1866’da, New York’ta Gümrük Müfettişi olarak çalışmaya başlamıştı. Bir yandan da yazmaya devam ediyordu, vazgeçmedi. Tahminen de kendindeki ışıktan emindi.
“Pierre” ve “Piazza Memories” bu devirde yazdığı kitaplardı. Artık bir defa ilgiyi yitirmişti; bu kitaplar da tutmadı. Herman da “Belki düz yazıdan uzaklaşmam gerek” hissine kapılmış olacak ki, kendini büsbütün şiir yazmaya adadı. Fakat onları da kendi parasıyla batırabiliyordu.
1888’de, işinden emekliye ayrıldı. Artık en büyük yapıtlarından biri sayılacak “Billy Budd”ı yazmaya hazırlanıyordu…
Herman Melville öldü
Emekliliği sonrası Herman, “Billy Budd” ismini verdiği yapıtını yazmaya kaptırmıştı kendini. 1891’de artık basılmaya hazırdı. Lakin Herman’ın ömrü vefa etmeyecekti.
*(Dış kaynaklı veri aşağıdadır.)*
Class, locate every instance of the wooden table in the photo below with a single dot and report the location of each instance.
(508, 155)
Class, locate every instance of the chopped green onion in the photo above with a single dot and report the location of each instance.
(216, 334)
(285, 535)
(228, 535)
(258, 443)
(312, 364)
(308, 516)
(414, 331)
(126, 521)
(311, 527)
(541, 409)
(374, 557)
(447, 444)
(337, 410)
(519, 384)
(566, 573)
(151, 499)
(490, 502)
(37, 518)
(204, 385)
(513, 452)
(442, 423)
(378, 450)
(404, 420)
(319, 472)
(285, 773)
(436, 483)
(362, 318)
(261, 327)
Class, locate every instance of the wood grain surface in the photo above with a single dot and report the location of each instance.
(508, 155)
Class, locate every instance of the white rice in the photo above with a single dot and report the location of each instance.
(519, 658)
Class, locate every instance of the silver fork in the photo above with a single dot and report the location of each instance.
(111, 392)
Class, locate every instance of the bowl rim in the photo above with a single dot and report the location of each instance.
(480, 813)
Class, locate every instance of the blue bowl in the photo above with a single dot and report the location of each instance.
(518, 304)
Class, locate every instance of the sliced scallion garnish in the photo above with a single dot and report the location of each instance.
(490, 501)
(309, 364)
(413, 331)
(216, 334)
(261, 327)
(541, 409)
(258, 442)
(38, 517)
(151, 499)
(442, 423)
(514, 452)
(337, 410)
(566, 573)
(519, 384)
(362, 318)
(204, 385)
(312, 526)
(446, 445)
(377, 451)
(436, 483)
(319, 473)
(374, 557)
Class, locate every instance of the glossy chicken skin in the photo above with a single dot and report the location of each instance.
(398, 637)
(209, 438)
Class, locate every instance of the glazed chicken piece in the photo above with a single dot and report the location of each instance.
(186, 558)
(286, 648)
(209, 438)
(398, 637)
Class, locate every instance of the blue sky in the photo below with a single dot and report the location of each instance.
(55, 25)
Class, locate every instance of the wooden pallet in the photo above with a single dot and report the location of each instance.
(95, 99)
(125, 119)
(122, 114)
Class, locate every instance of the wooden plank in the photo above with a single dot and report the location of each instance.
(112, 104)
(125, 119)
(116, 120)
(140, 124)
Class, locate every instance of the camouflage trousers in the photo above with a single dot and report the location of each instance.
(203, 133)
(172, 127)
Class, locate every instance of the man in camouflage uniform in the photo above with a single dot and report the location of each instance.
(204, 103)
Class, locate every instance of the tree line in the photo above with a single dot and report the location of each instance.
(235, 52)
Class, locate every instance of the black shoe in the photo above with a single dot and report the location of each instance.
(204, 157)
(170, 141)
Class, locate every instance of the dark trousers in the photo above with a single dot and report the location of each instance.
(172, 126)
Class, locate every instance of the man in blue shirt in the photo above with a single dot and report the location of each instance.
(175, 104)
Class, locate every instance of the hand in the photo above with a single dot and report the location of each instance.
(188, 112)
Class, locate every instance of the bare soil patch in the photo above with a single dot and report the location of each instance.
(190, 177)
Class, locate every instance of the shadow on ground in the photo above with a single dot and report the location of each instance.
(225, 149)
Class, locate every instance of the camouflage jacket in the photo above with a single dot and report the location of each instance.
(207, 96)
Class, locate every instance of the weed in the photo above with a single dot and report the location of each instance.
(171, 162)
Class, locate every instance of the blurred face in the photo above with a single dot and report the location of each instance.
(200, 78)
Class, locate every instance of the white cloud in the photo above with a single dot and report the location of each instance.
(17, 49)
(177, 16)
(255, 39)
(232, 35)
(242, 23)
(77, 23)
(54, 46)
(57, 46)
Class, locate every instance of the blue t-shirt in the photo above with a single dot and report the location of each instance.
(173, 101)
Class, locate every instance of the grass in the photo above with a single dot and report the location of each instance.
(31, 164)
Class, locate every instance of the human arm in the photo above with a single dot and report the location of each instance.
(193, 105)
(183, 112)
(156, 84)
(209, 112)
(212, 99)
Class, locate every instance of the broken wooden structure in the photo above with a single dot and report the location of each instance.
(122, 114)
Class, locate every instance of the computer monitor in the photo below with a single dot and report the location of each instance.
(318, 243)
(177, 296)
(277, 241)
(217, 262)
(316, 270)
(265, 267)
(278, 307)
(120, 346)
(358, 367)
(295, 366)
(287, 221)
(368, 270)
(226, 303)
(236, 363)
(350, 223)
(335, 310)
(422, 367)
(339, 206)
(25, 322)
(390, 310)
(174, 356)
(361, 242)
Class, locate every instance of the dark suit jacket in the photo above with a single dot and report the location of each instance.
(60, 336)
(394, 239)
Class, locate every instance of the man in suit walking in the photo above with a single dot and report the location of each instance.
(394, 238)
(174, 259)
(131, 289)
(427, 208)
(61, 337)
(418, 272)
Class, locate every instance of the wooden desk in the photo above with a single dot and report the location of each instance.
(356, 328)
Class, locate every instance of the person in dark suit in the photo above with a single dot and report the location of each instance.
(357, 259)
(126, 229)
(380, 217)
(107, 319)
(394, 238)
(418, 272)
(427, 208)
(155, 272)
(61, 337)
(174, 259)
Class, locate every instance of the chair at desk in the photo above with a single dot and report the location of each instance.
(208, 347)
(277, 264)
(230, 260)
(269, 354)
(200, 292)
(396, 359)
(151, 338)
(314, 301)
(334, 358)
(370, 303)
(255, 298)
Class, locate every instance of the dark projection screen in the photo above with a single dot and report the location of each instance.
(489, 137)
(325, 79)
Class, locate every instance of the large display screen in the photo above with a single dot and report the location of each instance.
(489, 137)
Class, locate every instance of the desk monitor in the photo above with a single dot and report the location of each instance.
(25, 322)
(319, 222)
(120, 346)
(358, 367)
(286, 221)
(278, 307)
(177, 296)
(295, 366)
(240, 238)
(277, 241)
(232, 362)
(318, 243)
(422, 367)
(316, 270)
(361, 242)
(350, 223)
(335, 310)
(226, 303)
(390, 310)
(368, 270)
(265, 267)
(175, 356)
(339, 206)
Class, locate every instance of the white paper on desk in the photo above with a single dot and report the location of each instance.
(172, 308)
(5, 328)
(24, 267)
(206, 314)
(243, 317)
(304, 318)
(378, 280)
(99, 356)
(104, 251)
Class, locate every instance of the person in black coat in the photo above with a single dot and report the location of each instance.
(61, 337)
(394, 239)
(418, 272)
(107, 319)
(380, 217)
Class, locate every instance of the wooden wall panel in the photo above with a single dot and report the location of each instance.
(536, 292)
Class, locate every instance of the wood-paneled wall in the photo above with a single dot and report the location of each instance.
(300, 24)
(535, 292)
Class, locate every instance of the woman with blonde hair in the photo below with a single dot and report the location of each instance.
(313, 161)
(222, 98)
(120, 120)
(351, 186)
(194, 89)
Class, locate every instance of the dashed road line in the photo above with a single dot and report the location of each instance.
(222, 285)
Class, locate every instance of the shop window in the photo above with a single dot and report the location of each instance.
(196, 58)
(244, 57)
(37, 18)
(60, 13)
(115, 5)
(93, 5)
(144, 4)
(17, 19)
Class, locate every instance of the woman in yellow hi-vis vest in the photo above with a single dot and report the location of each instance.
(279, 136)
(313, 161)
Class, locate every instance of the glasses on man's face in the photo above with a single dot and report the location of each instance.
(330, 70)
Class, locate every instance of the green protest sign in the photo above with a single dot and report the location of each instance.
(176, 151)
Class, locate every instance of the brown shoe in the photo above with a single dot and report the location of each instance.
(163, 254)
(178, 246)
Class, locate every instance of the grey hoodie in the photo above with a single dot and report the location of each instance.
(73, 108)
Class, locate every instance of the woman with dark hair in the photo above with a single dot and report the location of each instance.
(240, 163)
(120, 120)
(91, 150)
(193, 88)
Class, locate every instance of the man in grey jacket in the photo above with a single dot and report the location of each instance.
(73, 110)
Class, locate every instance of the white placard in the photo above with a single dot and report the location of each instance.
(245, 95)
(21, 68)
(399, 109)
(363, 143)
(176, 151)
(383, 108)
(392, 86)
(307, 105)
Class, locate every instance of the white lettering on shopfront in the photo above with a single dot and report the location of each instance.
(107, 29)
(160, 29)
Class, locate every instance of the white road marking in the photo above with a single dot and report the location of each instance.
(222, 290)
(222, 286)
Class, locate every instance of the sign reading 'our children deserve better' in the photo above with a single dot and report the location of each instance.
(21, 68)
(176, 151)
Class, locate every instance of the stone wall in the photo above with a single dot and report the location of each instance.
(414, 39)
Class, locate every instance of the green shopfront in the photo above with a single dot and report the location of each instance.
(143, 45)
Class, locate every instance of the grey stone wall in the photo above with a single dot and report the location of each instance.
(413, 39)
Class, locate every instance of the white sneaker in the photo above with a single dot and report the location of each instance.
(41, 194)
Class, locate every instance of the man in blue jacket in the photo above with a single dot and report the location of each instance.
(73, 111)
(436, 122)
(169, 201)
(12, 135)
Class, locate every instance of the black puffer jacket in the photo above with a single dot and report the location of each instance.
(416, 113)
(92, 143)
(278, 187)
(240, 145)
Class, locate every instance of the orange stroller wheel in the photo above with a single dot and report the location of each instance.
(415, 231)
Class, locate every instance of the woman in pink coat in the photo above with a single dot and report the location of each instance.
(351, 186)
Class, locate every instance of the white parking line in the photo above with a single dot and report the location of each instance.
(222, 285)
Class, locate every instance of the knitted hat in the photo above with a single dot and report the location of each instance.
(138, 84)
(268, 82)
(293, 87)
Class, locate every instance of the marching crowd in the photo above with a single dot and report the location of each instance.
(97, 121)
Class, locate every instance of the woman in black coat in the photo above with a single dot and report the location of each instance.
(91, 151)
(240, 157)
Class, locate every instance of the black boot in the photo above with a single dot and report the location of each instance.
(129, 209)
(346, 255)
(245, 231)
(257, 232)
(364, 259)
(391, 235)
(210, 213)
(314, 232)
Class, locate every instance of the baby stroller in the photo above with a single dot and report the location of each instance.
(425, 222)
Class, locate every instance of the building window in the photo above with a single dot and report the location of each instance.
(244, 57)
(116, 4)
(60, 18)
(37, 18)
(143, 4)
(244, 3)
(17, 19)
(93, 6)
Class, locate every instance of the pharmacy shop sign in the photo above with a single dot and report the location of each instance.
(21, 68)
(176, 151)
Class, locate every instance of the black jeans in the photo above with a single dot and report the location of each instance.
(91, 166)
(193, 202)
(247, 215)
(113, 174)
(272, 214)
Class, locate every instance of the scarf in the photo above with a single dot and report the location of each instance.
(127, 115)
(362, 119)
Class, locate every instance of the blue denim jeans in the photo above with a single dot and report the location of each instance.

Herman, 28 Eylül 1891’de, New York’taki konutunda geçirdiği kalp krizi sonucu hayata gözlerini kapadı…
Kuşkusuz istikrarsız bir mutsuzlukla ilerleyen çocukluğundan sonra, vefatına yaklaştığı vakitler da onun için çocukluğuna dönmek üzereydi. Esasen unutulmaya yüz tutmuş bir müellif olan Herman Melwille, vefatının akabinde büsbütün unutuldu. Sonra neden, 1920’lerde yine keşfedildi. Hatta yapıtları Amerikan Kütüphanesi tarafından toplanıp basılan birinci yazardı. Bundan sonra büyük bir muharrir olarak kabul gördü.
Evet, tahminen bunları dünya gözüyle göremedi; fakat eminim ki, memnunluktan yana dikiş tutmayan ruhu huzur buldu. Kıymeti bu dünyadan gittikten sonra anlaşılan, hayatı bir yerde çözümlemiş bir Herman Melwille geçti bu dünyadan…
İyi ki…
Damla Karakuş
[email protected]
Not:
Biyografisini okumak istediğiniz bireyleri lütfen bizimle paylaşın.